Step three: taking Fe₂（CO）₉Placing the mixture in a sulfuric acid solution, and carrying out ultrasonic treatment;

step four: centrifuging, washing and drying the solution in the third step, and collecting Fe₂（CO）₉；

Step five: collecting the collected Fe₂（CO）₉Adding into MoS₂Then adding methanol for hydrothermal reaction;

step six: centrifuging, washing and drying the solution obtained in the step five to obtain a metal Fe cluster anchored on MoS₂The electrocatalyst of (1).

4. An Fe according to claim 3₂/MoS₂The preparation method of the electrocatalyst is characterized in that in the first step, molybdic acid and thiourea are added according to the molar ratio of Mo to S of 1: 2-2.2.

5. An Fe according to claim 3₂/MoS₂The preparation method of the electrocatalyst is characterized in that in the second step, the volume ratio of water to isopropanol in ultrasonic stripping is 1: 4-5, the ultrasonic temperature is less than or equal to 30 ℃, and the centrifugal rotating speed is 6000-11000 r/min.

6. An Fe according to claim 3₂/MoS₂The preparation method of the electrocatalyst is characterized in that in the third step, the sulfuric acid with the concentration of 0.1-0.8 mol/L is placed in a sulfuric acid solution for 70-80 hours, and ultrasonic treatment is performed once every 3-4 hours, wherein each time lasts for 20-40 min.

7. An Fe according to claim 3₂/MoS₂The preparation method of the electrocatalyst is characterized in that in the fourth step, the centrifugal rotating speed is 3000-8000 r/min, washing is carried out for 10-20 times, and drying is carried out in a vacuum environment at 70-80 ℃.

8. An Fe according to claim 3₂/MoS₂The preparation method of the electrocatalyst is characterized in that in the fifth step, Fe₂（CO）₉Is in mass of Fe₂（CO）₉And MoS₂2-5% of the total mass, and the hydrothermal reaction is carried out for 70-80 h at a constant temperature of 60-70 ℃.

9. An Fe according to claim 3₂/MoS₂The preparation method of the electrocatalyst is characterized in that in the sixth step, the rotating speed is 6000-11000 r/min.

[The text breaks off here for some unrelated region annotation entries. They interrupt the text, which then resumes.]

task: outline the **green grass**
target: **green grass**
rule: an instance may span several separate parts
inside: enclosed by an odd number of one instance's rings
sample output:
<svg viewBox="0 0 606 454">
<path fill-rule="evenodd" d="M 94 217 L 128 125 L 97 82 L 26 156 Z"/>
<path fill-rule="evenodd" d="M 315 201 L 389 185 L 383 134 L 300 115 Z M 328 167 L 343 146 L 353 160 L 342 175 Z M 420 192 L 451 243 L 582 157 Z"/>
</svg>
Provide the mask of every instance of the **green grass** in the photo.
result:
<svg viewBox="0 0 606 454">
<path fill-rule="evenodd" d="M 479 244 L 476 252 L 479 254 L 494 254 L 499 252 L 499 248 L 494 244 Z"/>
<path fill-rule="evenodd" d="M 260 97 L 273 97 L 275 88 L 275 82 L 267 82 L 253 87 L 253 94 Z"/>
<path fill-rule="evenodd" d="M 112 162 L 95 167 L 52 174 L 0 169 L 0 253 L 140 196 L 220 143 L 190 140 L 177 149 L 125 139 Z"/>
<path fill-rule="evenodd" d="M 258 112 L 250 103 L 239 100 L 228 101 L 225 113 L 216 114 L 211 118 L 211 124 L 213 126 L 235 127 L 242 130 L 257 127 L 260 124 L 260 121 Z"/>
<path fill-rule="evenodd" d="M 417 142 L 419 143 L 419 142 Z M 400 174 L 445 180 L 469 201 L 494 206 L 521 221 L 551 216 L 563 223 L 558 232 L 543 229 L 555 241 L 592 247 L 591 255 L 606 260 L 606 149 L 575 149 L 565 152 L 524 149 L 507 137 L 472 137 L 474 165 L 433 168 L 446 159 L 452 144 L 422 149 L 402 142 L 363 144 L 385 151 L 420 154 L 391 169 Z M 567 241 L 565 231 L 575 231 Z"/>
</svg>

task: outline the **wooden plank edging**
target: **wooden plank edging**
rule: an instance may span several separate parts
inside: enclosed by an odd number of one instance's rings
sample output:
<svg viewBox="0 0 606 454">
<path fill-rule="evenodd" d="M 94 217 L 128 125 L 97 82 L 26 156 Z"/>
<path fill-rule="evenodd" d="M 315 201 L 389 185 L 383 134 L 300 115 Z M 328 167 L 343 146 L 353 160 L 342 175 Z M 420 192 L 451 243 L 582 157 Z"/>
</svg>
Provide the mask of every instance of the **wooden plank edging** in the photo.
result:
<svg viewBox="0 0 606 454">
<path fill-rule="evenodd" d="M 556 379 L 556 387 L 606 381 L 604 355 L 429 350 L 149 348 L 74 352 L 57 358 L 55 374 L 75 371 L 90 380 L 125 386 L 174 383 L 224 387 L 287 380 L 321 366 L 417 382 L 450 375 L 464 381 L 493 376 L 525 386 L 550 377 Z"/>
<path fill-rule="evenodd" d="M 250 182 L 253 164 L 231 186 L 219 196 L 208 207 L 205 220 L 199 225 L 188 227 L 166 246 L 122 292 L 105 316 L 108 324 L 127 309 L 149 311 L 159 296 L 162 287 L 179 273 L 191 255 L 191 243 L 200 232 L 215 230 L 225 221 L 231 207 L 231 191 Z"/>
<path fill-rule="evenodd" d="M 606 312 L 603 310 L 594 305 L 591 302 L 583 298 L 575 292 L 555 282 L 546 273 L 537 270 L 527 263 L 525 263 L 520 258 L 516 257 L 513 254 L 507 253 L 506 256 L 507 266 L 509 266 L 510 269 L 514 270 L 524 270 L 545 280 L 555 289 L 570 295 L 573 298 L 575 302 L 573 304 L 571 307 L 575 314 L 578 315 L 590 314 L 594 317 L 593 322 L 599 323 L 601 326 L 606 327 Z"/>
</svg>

10. Use of an electrocatalyst according to claim 1 or 2 or obtained by a method according to any one of claims 3 to 9 in an industrial nitrogen reduction reaction.

Background

In agricultural production, nitrogen-rich soils are critical for high yield in the field, but the nitrogen reserves in the soil are quickly depleted at each harvest, and if nitrogen is not replenished, crop yield per year is reduced. Nitrogen is about 78% of the atmospheric volume, but it exists in the form of a gas that is chemically inert and useless to most plants. The ammonia synthesized by the Haber-Bosch method is widely applied to the production of synthetic nitrogen fertilizers, and the application of the ammonia is a necessary condition for continuously producing high-yield crops; typical yields of this industrial nitrogen reduction (NRR) are below 200mmol gcat^-1h^-1. This process is carried out at high temperatures of 400-. A more sustainable ammonia production process is water-based electrocatalysis at ambient conditionsNRR is used. However, these reaction rates and bias current densities are typically less than 10 mmol gcat, respectively^-1h^-1And 1 mA cm^-2. The N.ident.N bond cleavage of nitrogen requires 941 kJ/mol. From an energy perspective, nitrogen electrocatalytic reduction is very interesting as a promising low temperature ammonia synthesis tool.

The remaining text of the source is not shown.